RNLI lifeboat rescues reach 7,900

Lifeboats from the Royal National Lifeboat Institution (RNLI) rescued more than 7,900 people last year.
Bad weather and heavy rainfall saw RNLI lifeboats launched 8,321 times around the coast of the UK and Ireland, rescuing 7,912 people.
An RNLI lifeboat was launched an average of 23 times a day, with the charity’s volunteer crews spending a collective 67,352 hours at sea.
Tower Lifeboat Station on the Thames was the busiest with 499 launches, while Southend-on-Sea was the busiest coastal lifeboat station with 137 launches.
Meanwhile, the charity’s lifeguards responded to 14,519 incidents and helped 16,414 people on beaches in England, Wales and Northern Ireland.
With the UK experiencing the second wettest year since records began, the RNLI’s Flood Rescue Team had its busiest year since its creation in 2001.
Rescue teams were deployed 12 times, including in St Asaph in North Wales, where they helped emergency crews rescue people from flooded homes. In December, RNLI volunteers saved the life of a woman who had been washed from her car at Umberleigh in Devon.

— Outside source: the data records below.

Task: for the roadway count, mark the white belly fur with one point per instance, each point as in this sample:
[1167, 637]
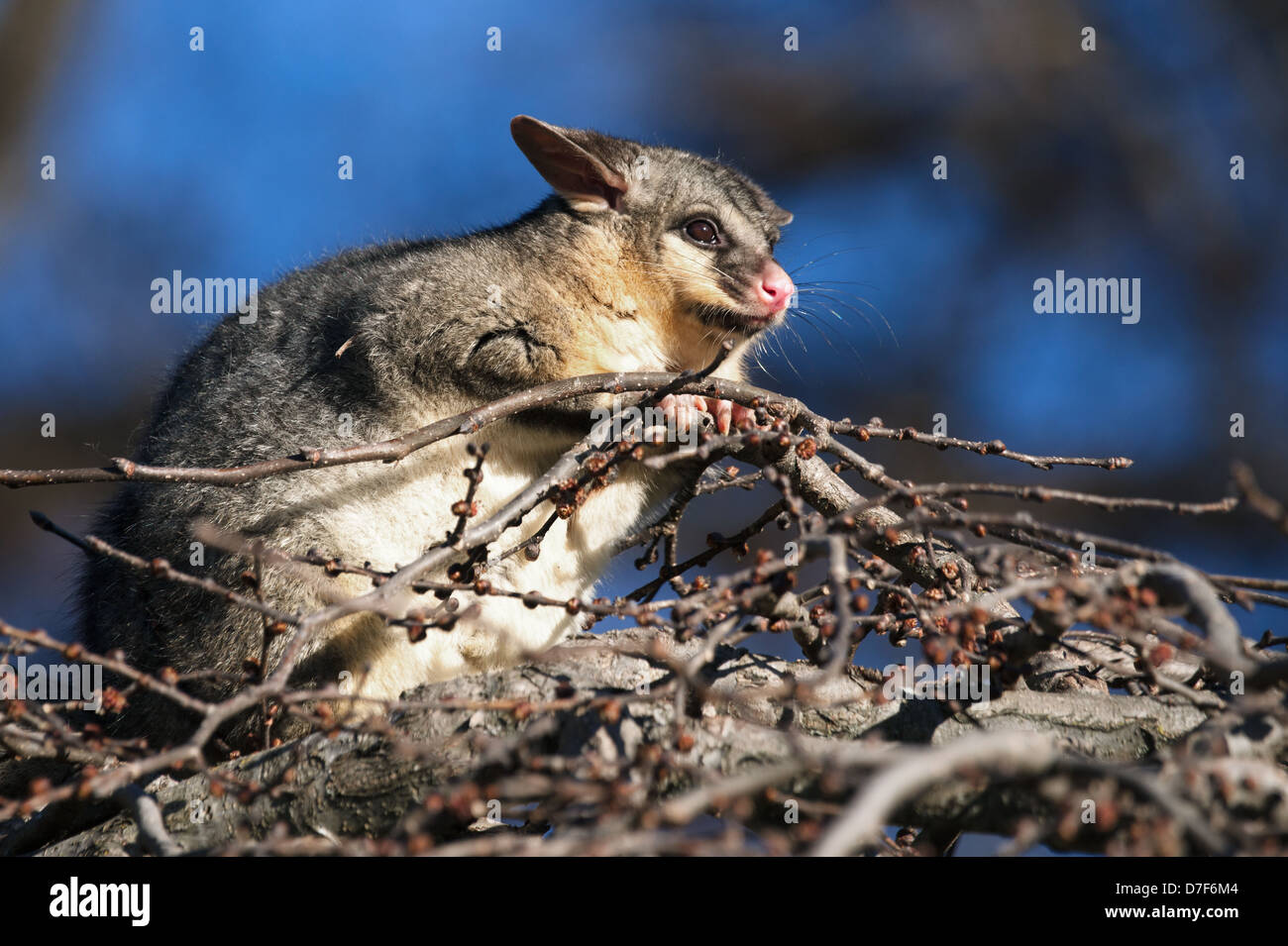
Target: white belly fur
[389, 515]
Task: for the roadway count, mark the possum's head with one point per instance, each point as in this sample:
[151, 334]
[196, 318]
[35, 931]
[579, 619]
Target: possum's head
[699, 233]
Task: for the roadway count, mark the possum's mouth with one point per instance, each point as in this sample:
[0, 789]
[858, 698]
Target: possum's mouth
[743, 321]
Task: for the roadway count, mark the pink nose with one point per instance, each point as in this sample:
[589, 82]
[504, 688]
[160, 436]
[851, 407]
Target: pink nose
[774, 287]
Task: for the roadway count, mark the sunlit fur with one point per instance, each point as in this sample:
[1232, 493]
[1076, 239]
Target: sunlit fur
[433, 327]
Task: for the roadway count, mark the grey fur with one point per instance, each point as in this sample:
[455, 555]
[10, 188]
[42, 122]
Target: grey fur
[424, 340]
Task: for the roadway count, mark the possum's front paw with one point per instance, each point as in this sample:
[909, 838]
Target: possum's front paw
[684, 409]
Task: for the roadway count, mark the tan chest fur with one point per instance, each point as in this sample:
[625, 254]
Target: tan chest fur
[387, 516]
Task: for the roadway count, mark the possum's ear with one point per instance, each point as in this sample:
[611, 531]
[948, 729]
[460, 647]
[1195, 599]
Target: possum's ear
[580, 176]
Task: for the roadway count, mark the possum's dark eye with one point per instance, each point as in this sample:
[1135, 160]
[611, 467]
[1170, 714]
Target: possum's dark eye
[702, 231]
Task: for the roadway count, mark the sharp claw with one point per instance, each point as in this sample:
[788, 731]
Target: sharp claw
[724, 416]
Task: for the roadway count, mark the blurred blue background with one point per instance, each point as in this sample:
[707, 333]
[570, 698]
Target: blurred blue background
[1106, 163]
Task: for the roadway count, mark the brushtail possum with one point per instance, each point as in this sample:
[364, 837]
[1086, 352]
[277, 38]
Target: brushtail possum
[644, 259]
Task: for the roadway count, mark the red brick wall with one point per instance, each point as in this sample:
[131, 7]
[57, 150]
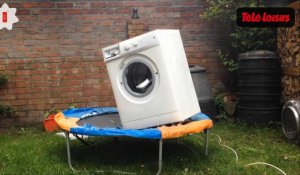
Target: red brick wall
[53, 54]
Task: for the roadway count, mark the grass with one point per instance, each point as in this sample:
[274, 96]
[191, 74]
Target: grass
[32, 151]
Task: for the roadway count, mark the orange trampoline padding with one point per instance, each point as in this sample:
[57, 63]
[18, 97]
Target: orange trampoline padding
[180, 130]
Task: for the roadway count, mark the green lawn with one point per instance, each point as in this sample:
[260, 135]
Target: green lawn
[32, 151]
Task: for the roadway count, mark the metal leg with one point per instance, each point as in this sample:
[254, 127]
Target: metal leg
[159, 158]
[68, 152]
[206, 142]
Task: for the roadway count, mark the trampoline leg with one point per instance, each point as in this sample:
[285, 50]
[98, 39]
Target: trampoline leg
[159, 158]
[69, 152]
[206, 141]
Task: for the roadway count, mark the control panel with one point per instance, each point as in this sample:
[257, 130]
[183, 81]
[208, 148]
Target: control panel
[111, 51]
[138, 43]
[129, 46]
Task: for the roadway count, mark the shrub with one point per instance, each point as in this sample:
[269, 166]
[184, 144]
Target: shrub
[240, 39]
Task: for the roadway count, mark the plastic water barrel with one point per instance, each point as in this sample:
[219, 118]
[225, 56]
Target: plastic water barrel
[259, 89]
[203, 90]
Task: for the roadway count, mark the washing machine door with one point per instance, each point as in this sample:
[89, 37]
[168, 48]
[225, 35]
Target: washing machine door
[139, 76]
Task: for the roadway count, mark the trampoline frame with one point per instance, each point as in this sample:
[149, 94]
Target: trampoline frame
[160, 153]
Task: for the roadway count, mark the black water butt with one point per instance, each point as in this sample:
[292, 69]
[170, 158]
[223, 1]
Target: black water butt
[259, 89]
[203, 90]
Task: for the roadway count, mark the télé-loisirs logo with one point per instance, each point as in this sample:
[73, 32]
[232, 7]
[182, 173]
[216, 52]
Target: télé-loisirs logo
[265, 17]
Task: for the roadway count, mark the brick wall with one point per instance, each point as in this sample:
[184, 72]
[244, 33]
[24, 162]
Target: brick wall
[53, 54]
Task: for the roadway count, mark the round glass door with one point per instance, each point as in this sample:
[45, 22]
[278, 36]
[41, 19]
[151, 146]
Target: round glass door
[138, 78]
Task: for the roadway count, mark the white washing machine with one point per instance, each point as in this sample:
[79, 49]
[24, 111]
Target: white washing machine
[151, 80]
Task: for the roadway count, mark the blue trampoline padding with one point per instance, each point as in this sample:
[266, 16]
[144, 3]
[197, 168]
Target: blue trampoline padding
[67, 120]
[199, 116]
[88, 112]
[95, 131]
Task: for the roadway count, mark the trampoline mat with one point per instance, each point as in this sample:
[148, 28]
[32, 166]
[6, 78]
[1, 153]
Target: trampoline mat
[102, 121]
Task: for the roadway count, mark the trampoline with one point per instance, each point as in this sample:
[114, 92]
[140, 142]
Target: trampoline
[105, 121]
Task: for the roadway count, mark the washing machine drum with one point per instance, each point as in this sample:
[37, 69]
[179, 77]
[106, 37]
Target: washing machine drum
[138, 79]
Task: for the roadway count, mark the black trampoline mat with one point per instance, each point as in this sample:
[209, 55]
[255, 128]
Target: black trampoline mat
[102, 121]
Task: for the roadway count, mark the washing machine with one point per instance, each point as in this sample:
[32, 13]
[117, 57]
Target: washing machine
[151, 80]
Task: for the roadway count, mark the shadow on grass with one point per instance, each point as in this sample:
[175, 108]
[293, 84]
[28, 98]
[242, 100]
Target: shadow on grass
[132, 155]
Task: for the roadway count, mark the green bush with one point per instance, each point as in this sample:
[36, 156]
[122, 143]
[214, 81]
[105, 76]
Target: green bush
[240, 39]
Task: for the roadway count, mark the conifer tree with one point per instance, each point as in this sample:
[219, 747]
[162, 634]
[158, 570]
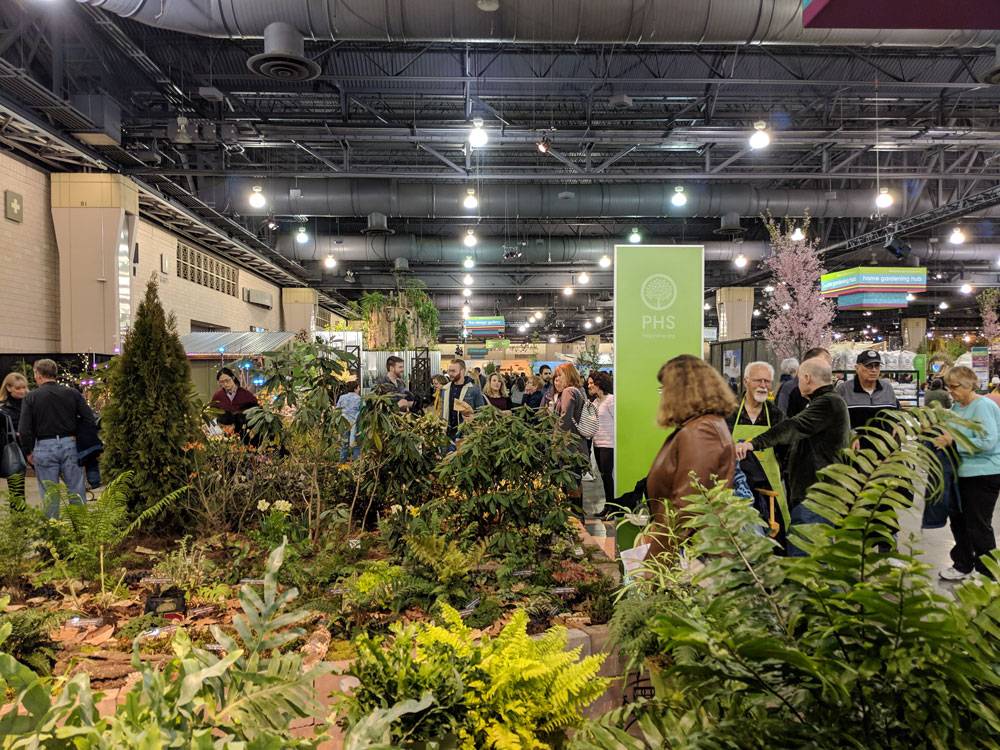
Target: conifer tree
[150, 415]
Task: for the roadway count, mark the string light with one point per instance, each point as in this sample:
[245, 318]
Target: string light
[477, 136]
[257, 199]
[760, 137]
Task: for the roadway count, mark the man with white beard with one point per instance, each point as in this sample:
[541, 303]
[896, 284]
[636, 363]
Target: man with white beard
[755, 416]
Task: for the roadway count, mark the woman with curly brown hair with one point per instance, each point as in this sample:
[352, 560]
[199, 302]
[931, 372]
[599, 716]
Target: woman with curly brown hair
[695, 401]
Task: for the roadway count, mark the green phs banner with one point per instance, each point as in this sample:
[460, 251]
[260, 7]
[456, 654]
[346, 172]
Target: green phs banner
[659, 293]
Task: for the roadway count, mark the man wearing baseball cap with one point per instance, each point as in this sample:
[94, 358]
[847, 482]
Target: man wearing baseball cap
[867, 394]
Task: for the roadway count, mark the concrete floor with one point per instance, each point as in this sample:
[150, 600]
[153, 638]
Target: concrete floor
[931, 545]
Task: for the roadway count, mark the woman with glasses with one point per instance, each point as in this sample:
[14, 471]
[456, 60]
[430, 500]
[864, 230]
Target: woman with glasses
[978, 476]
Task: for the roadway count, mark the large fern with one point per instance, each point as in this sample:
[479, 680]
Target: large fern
[851, 646]
[247, 697]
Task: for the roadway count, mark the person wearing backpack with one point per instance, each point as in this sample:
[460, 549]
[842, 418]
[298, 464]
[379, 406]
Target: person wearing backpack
[577, 416]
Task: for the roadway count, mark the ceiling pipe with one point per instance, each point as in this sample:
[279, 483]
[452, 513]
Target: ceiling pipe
[489, 250]
[338, 197]
[522, 21]
[563, 251]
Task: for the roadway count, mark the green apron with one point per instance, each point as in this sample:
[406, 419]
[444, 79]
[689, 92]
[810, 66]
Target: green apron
[768, 461]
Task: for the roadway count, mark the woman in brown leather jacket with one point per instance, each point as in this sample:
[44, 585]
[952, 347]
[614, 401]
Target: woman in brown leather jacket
[695, 400]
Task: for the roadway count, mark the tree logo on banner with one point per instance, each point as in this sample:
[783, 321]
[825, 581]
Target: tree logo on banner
[658, 291]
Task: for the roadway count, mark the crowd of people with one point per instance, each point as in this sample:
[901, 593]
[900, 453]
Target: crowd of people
[771, 443]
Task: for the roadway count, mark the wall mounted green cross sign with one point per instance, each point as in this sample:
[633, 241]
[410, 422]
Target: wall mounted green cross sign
[13, 206]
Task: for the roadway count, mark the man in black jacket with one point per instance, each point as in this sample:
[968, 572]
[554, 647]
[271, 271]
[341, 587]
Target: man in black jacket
[50, 420]
[817, 435]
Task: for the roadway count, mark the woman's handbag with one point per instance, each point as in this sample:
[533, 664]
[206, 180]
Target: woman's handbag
[11, 456]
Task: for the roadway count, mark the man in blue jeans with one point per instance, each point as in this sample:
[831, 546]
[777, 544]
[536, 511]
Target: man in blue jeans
[50, 417]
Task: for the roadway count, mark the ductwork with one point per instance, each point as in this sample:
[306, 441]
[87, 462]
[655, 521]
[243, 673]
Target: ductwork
[489, 251]
[526, 21]
[557, 250]
[402, 199]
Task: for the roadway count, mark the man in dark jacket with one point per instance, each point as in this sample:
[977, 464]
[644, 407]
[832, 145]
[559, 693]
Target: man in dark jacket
[50, 422]
[460, 397]
[817, 435]
[791, 400]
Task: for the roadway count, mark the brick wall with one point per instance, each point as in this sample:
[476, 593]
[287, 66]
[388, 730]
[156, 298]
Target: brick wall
[190, 301]
[29, 265]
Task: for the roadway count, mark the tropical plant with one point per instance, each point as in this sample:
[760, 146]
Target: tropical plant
[305, 382]
[504, 692]
[29, 640]
[187, 566]
[21, 529]
[151, 412]
[399, 453]
[509, 474]
[247, 697]
[850, 646]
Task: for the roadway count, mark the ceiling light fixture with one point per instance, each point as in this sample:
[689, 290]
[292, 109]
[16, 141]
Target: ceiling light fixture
[477, 136]
[257, 199]
[760, 138]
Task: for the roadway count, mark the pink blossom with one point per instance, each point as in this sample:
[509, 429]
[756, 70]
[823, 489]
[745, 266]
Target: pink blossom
[796, 268]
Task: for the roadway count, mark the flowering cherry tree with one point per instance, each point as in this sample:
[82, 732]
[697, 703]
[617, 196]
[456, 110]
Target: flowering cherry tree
[799, 318]
[988, 300]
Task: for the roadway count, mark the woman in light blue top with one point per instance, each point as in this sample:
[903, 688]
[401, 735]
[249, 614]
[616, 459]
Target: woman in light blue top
[978, 476]
[350, 406]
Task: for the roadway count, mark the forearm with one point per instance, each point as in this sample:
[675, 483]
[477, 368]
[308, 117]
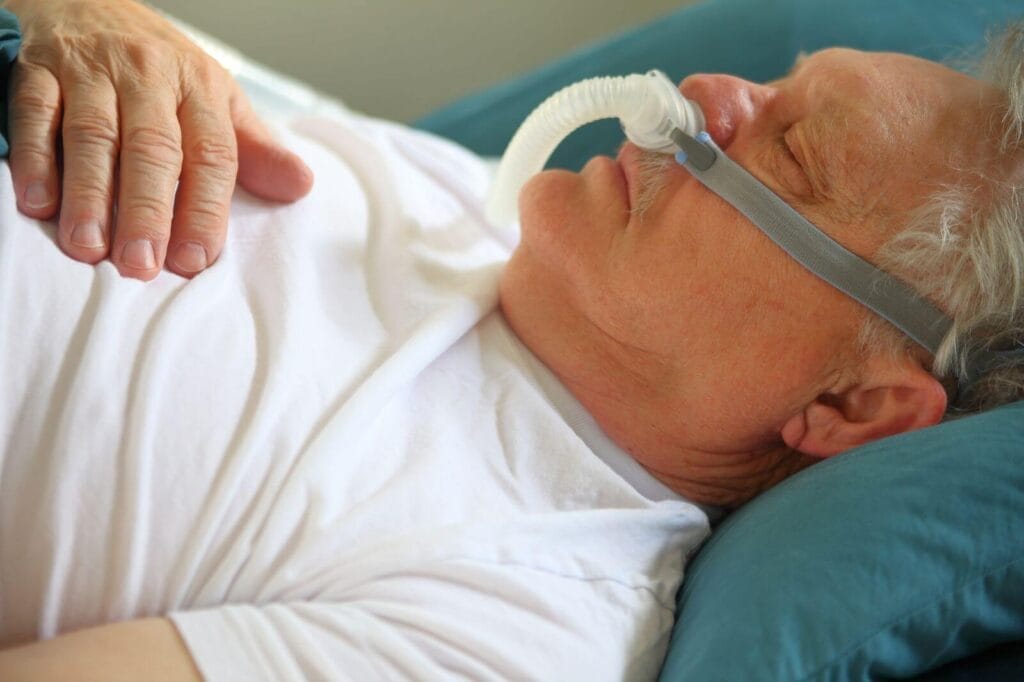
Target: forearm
[147, 649]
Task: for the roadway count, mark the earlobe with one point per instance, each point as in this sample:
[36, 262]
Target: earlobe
[896, 396]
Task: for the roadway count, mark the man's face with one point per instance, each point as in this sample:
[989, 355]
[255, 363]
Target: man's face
[689, 336]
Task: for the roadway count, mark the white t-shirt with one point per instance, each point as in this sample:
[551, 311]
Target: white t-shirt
[327, 457]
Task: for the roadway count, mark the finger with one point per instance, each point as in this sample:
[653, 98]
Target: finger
[35, 120]
[90, 137]
[147, 173]
[208, 174]
[265, 168]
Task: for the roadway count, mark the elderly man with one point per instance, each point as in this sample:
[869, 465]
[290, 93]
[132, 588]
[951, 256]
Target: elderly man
[330, 456]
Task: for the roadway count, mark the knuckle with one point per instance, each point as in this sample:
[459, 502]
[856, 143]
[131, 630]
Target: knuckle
[206, 216]
[26, 156]
[91, 126]
[38, 53]
[206, 72]
[85, 190]
[212, 155]
[146, 217]
[161, 147]
[31, 104]
[143, 56]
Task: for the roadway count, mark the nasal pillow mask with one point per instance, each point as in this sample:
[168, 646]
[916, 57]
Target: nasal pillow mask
[655, 117]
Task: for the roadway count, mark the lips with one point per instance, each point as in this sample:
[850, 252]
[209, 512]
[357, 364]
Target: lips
[718, 119]
[629, 156]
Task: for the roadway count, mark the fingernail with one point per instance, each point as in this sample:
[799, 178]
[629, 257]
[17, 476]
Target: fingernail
[138, 254]
[36, 196]
[190, 257]
[87, 235]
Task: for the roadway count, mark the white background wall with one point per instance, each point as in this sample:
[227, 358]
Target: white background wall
[401, 58]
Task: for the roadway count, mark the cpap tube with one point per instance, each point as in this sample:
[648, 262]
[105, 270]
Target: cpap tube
[648, 105]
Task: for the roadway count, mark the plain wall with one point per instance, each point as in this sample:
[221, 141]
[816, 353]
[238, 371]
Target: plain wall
[401, 58]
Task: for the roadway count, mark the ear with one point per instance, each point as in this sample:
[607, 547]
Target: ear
[894, 396]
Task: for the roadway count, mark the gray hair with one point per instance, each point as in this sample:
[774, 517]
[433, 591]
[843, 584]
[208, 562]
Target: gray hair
[968, 256]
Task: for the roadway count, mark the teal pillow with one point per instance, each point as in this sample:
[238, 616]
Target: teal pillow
[756, 39]
[10, 41]
[883, 562]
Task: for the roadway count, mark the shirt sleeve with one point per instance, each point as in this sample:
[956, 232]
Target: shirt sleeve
[465, 620]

RNLI operations director Michael Vlasto said: “The figures show that our volunteers dedicate a huge amount of their time to saving lives at sea. To know that they are on call 24/7, every day of the year is reassuring for all of us who venture out to sea around the UK and Ireland.
“And it’s not just our crew who are committed to our charity, they wouldn’t be able to carry out their lifesaving work without the incredible generosity of the public and I would like to say a huge thank you to all those who support the RNLI, whether by giving up their time or by making a donation.”